上がってしまった息を整えて、私は彼に頷いた。


「…、だ、だって、俺、こんなことして、このあと、君と一生口聞けないかもなんて、考え…、」

驚いた表情を、次第に笑みの形へと持っていく。


「…や、った…!
おれ、…、ほんとに?俺、」


ぎゅっと、抱きしめられた身体は、熱を帯びて、熱かった。


「愛してる。
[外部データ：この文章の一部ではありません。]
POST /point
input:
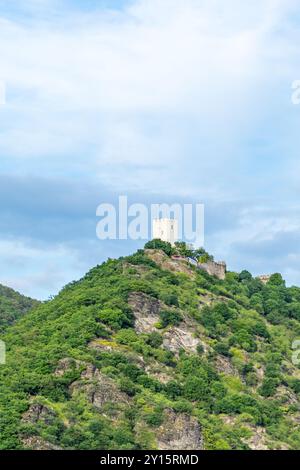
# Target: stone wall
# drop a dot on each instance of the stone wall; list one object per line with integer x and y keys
{"x": 214, "y": 268}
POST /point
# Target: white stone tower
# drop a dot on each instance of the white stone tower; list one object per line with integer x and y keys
{"x": 165, "y": 229}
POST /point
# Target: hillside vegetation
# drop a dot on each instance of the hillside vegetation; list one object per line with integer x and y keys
{"x": 147, "y": 352}
{"x": 12, "y": 306}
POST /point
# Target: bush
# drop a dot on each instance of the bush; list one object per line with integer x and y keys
{"x": 157, "y": 244}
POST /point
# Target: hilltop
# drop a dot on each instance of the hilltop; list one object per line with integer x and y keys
{"x": 12, "y": 306}
{"x": 150, "y": 352}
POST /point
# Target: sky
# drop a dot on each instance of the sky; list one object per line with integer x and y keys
{"x": 174, "y": 101}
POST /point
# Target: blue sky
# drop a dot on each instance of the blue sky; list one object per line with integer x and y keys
{"x": 173, "y": 101}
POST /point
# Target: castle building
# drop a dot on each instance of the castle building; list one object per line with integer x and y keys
{"x": 166, "y": 230}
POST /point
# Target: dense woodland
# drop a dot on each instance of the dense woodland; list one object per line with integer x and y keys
{"x": 241, "y": 323}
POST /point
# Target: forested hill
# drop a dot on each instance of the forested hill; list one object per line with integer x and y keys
{"x": 12, "y": 306}
{"x": 148, "y": 352}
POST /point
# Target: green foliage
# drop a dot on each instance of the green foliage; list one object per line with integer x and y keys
{"x": 158, "y": 244}
{"x": 13, "y": 306}
{"x": 246, "y": 327}
{"x": 170, "y": 317}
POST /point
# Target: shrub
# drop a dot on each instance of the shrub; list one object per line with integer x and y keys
{"x": 157, "y": 244}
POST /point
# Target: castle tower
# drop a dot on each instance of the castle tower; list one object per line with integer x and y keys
{"x": 165, "y": 229}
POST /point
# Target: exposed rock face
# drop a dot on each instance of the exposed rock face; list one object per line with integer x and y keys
{"x": 146, "y": 311}
{"x": 98, "y": 388}
{"x": 179, "y": 432}
{"x": 37, "y": 443}
{"x": 224, "y": 365}
{"x": 176, "y": 339}
{"x": 38, "y": 412}
{"x": 214, "y": 269}
{"x": 171, "y": 264}
{"x": 258, "y": 440}
{"x": 66, "y": 364}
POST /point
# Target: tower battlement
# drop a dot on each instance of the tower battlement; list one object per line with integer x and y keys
{"x": 165, "y": 229}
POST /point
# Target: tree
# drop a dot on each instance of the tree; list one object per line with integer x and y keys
{"x": 157, "y": 244}
{"x": 276, "y": 280}
{"x": 245, "y": 276}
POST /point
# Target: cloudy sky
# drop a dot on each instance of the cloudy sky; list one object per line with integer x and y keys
{"x": 164, "y": 101}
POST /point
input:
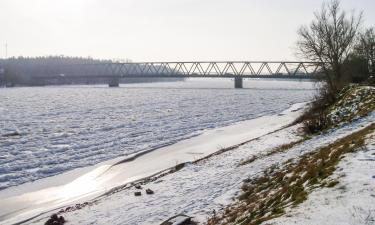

」


微笑をたたえてもう一度、


私にキスを繰り返すあなたは、

なんて綺麗なヒトなのかしら。




「っ、ふ、ぅ…っ、」

押し倒されたからだ。

深く、深くキスを繰り返す。

吸い取られた感覚。

舌が、絡んで、吸い上げられるだけで、

私の意識は、とんでしまいそう。


「つ、…、」

苦しくなって、講義を申し立てようとしても、またすぐに唇をふさがれる。

途中、なんども繰り返される愛の言葉は、

けっして、彼の口から出てくるとは、思えないような、

素晴らしく、恥ずかしい言葉で。






それから、何日もたって。


私は、彼の部屋によく立ち寄るようになった。

皆でお茶を飲んで、

皆で雑談をして、

ツナと、キスを繰り返す。


あぁ、このままだと、そう遠くないうちに身体まで彼に奪われそうだわ。

なんて。

彼って意外とキスが上手で。

いや、意外と、なんてレベルじゃなくて、半端なく上手で。

その甘いマスクと甘い声で、

私はいつだって陶酔状態で。


それも、

ずっと、ずっと前から、
私が望んでいたことなのだけれど、ね。





思わなかったの。


彼に、こんなにたじたじさせられてしまう日がくるなんて。